Bugün de böyle oluyor.
Son 12 yıllık devrim, dünün beraber yol yürüyenlerin ayrışmasına ve birbirlerine yemesine ve de tasfiyesine neden oluyor.
Çünkü başka türlü olması mümkün değil.
****
Dünün şahin İçişleri Bakanı İdris Naim Şahin’in Millet ve Adalet (MİLAT) Partisi Genel Başkanı olduğunu ve cemaatin yeni partisi olduğu üzerinden okumaya çalış süreci…
Çözüm süreci ve Kürt sorunuyla ilgili ne diyor, dün ne diyordu?
Ve neden görevden alındığını hatırla…
Dün beraberdiler, hatırlatmalarının ise hiçbir anlamı yok…
Kervan yolda düzülüyor… Yenileri yolda katılıyor, kimileri yolda ayrılıyor…
Tüm devrimler, reformlar böyle oluyor…
****
Türkiye büyük bir yol ayrımında.
10 yıl önce başlayan büyük yürüyüş ya devam edecek ya da eski Türkiye eskisinden çok daha kanlı bir süreçle iktidar olacak.
Ya da AK Parti’nin 12 yıl önce başlattığı süreci aşacak daha farklı bir siyasi hareket ortaya çıkacak ki, bugün için bu mümkün gözükmüyor.
Muhalefetin çapsızlığı, böyle bir siyasi hareketin çıkmasını geciktiriyor.
AK Parti kendi içersinde son 12 yıllık yozlaşmayı çözemez ve yolsuzluk iddiarıyla ciddi olarak hesaplaşamazsa 12 yıllık süreç ciddi yara alacak.
Bunu anlamak için Başbakan Ahmet Davutoğlu’nun Başdanışmanı olan Etyen Mahçupyan’ın Hürriyet Gazetesi’ndeki açıklamalarına yakından bakman gerekiyor.
****
Gelelim batının kavramları ve kimi merkezleri ile Türkiye’yi okuma çalışmalarınıza…
İşte orası büyük bir girdap…
Çünkü, o batı Türkiye’nin küresel bir aktör olmasını asla istemiyor.
Eskisi gibi kalmasını istiyor.
Çünkü o Türkiye onun işine daha çok geliyor…
****
Gelelim “Zihinlerimizi iğdiş ediyorlar” başlığına o editör arkadaşlarımızın bir eksikliği, benim değil bilesin… Yani redakte ile ilgili bir sorun…
Oradan eleştirmiye çalışmak biraz basit bir mesele…
Senin gibi bir adama yakışmıyor.

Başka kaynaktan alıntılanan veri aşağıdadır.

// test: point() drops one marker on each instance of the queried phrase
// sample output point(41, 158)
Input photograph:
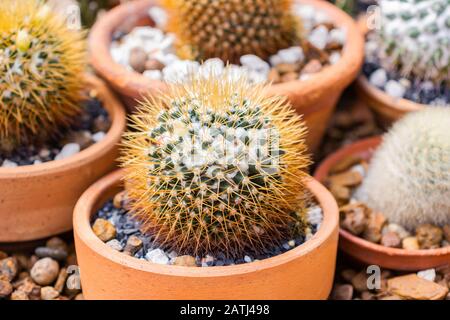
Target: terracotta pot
point(305, 272)
point(386, 108)
point(368, 252)
point(315, 98)
point(37, 201)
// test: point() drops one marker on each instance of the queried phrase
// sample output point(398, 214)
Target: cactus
point(229, 29)
point(41, 61)
point(409, 175)
point(220, 169)
point(413, 39)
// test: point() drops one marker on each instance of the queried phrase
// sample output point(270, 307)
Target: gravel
point(127, 227)
point(89, 128)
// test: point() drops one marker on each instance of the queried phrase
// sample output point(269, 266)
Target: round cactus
point(414, 38)
point(229, 29)
point(41, 61)
point(409, 175)
point(220, 169)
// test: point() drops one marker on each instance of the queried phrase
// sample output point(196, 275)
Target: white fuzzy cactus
point(409, 175)
point(414, 38)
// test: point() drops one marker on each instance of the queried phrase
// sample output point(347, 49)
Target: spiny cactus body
point(409, 175)
point(221, 169)
point(229, 29)
point(41, 62)
point(414, 38)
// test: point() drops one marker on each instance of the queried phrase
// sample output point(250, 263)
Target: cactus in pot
point(409, 175)
point(41, 60)
point(215, 166)
point(413, 38)
point(229, 29)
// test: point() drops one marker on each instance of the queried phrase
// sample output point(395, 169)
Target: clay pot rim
point(320, 174)
point(118, 122)
point(86, 205)
point(350, 61)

Onun bir yanlış yazılımdan kaynaklandığını bilebilecek kadar hafızanı yitirmediğini biliyorum.
****
Gelelim, AK Parti’nin Türkiye’nin burjuvazisi ile (eskisiyle) işbirliğine, küresel dünyanın aktörleri ile yan yana gelmesine. Başka türlü olması mümkün değildi.

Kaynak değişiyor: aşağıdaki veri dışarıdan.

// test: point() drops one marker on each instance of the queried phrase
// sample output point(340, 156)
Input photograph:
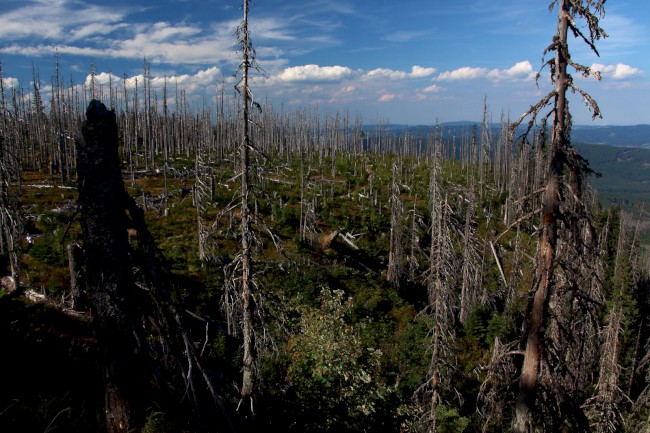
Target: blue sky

Eski yazılarıma bakarsan, bunun böyle olması gerektiğine yönelik onlarca yazım olduğunu göreceksin. Doğru olan, yan yana gelmeleri gerekenler gecikmeli olarak beraber yol yürümeye başlıyorlar.
Bu 12 yıllık devrim (reform) sürecinin yeni döneminin işareti…

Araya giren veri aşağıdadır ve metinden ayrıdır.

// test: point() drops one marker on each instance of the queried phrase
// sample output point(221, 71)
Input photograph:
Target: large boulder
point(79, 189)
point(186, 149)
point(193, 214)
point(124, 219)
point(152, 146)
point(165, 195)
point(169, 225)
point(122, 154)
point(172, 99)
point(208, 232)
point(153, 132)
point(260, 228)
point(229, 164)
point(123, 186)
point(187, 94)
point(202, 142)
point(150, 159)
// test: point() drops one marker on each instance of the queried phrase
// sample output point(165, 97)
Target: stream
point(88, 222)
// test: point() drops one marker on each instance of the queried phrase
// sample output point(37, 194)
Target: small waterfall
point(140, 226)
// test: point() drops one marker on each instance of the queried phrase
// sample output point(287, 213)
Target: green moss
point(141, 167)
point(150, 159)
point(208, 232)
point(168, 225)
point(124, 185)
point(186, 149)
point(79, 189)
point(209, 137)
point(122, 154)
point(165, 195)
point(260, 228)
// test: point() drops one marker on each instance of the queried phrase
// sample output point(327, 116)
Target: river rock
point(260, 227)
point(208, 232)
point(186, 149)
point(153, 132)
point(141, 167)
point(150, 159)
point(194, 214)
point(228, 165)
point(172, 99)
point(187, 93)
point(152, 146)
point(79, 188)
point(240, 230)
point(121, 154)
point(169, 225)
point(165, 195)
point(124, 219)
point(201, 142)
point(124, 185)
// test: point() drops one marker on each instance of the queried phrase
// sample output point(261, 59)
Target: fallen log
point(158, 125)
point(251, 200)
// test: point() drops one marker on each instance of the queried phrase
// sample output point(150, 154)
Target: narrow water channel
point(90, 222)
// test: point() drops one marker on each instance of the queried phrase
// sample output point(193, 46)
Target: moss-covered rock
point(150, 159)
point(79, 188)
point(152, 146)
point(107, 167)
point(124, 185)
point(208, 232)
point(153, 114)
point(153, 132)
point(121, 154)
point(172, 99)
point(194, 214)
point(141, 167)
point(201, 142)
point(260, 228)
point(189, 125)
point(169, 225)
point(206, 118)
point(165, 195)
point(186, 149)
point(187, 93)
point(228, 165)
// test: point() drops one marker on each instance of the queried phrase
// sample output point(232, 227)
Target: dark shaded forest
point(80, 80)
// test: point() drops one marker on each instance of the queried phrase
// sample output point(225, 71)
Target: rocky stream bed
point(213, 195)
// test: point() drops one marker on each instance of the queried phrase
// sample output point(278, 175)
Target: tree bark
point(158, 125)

Son söz: Türkiye, Haziran seçimlerinden sonra, daha farklı bir döneme geçecek.
Çözüm süreci geri döndürülmez ise tabii…
Ve Kürt sorunun kanlı bir yeni döneme girmesini İsrail, Suriye, İran gibi ülkelerin yanında Almanya ve ABD Cumhuriyetçilerinin çok istediğini sağır sultan bile biliyor.
Ve bilesin ki, bir aksilik olmaz ise Haziran’dan sonra Türkiye’de yeni bir idari yapı uygulanacak. İşte o gün eski yapı -faşizm- bir daha gelmemek üzere tarihin çöplüğünde yerini alacak…
Not: Ve bir hatırlatma daha. Yolsuzluk sorununun demokrasi ile ilgili olduğunu sakın unutma… Demokrasinin yerleşmesinden sonra ise yolsuzluklar birer tefurraat olarak kalacak.